It’s Only a Test, but What a Test

By BRIAN STELTER

At 2 p.m. Eastern time on Wednesday all television channels and radio stations in the United States will be interrupted by a brief test of the nation’s Emergency Alert System.

Viewers and listeners are accustomed to hearing the tones and reminders — “this is just a test” — when the systems are activated locally each week by broadcasters. But government officials say the national system has never been tested before as a whole, nor has it ever been used in an emergency, allowing the president to address the public during a national emergency.

Officials said the nationwide test should last about 30 seconds as it digitally ripples across the country. Government agencies and media companies have sought to spread the word about the test so that it does sneak up on, and potentially scare, the public.

Michael Powell, the head of the Cable and Telecommunications Trade Association, wrote on Twitter, “No one wants a ‘War of the Worlds’ sequel!”

In a blog post, the trade association wrote: “Our message is simple: This is just a test of the system, and no action is required.”

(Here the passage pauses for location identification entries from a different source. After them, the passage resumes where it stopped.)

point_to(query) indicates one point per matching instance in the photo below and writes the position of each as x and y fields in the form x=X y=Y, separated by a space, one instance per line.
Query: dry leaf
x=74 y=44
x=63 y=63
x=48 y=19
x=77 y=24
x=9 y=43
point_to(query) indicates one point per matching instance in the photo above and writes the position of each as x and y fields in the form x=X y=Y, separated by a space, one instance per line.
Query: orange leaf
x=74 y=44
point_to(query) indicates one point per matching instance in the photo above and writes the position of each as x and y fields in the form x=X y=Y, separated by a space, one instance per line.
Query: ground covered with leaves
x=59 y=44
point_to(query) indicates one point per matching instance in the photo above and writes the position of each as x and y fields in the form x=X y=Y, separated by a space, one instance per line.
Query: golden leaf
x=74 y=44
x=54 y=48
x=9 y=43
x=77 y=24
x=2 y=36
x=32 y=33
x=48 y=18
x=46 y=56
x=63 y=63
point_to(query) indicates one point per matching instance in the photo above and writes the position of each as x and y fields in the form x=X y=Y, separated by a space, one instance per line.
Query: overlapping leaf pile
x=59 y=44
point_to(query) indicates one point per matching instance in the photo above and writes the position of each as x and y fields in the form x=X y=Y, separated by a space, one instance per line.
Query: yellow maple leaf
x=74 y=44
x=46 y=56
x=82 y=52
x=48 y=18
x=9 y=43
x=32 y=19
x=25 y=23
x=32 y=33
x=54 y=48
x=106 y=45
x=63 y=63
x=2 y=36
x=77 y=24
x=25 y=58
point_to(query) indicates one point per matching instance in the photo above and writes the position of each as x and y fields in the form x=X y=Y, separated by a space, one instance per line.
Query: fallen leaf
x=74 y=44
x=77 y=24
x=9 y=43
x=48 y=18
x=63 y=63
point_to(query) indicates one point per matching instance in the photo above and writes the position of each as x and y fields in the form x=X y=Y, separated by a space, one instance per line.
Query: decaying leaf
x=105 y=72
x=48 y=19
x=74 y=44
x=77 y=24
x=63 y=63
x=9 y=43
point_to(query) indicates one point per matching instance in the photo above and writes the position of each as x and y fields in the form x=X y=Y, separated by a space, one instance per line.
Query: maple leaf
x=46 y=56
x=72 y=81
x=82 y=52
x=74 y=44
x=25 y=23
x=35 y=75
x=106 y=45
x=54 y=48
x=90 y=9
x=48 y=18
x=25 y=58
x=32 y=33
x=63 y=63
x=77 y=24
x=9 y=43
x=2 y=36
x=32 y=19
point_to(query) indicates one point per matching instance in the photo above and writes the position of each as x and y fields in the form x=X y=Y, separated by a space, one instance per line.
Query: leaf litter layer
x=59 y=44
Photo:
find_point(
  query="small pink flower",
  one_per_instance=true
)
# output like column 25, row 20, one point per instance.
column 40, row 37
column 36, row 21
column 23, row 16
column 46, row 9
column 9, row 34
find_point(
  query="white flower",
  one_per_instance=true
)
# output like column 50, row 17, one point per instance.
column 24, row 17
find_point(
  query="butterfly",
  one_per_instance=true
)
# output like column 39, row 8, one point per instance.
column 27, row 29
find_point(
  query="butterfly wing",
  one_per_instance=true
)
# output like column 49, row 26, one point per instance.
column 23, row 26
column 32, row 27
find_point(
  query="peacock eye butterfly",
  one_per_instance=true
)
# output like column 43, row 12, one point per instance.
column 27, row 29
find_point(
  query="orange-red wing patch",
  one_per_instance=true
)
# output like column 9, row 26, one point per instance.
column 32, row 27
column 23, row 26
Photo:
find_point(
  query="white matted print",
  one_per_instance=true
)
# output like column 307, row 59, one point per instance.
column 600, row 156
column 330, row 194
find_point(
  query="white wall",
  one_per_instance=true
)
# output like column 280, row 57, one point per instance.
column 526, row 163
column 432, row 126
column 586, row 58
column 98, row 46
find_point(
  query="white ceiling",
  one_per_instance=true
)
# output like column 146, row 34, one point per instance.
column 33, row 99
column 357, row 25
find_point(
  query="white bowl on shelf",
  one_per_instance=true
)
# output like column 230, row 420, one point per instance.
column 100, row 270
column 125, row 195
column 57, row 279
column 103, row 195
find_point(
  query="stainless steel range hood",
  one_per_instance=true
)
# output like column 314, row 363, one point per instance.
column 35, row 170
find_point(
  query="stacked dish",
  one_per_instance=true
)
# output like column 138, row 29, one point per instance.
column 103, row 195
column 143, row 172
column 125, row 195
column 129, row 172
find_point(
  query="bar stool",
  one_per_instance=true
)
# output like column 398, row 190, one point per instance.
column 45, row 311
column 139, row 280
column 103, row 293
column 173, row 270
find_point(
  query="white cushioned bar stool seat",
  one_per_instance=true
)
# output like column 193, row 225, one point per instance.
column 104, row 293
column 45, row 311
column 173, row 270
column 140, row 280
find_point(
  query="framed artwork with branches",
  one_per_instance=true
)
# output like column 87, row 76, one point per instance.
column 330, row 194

The Federal Communications Commission and the Federal Emergency Management Agency are leading the effort to carry out what is formally called the Presidential Emergency Action Notification. The test “will allow
emergency personnel to assess and improve our alerting capabilities in the event of a crisis,” the White House wrote Tuesday in a blog post.

During the test, the on-screen text set up by the government will say, “This is an Emergency Action Notification.” It will not specify that the notification is only a test because officials want the test to duplicate actual alert conditions “as closely as possible,” according to an F.C.C. planning document. But voiceovers and other on-screen graphics will indicate that there is no need for alarm.

Planning for the test has not been without its hiccups. Last month, the cable trade association asked the government to postpone it because some cable systems appeared to be unable to include their won “this is just a test” graphics. Perhaps to alleviate their concerns, the government shortened the test to 30 seconds, after having planned for it to last for up to three minutes.

Television and radio stations will have to report back to the agency about whether they received the test message and whether they rebroadcast it. “We’re confident that the vast majority of local radio and TV stations will participate in the E.A.S. test, and that those tests will be successful,” a spokesman for the National Association of Broadcasters said.

Satellite distributors like DirecTV and cable distributors like Comcast will participate along with over-the-air stations. DirecTV said its customer service agents are prepared to answer questions from customers about the interruption, adding, “we expect the test to go smoothly.”

Internet connections are not included in the test.

Notifications about the test have been hard to miss — though some people surely will be surprised by it anyway. Public service announcements and graphics have run on local stations, messages have appeared on cable customer bills and Web sites and news segments have informed people about the plan.

What is now called the emergency alert system was first authorized in 1951 by President Harry Truman. It was first intended to inform Americans about an impending nuclear attack and was called CONELRAD, short for “Control of Electromagnetic Radiation.” The system was superseded by the emergency broadcast system, which was used primarily for local weather alerts and was replaced by the current emergency alert system in 1997.

The current system has never been turned on nationwide. After the terrorist attacks of Sept. 11, 2001, President George W. Bush addressed the nation through the major television networks without activating the emergency alert system. The networks were able to transmit Mr. Bush’s statements live on their own.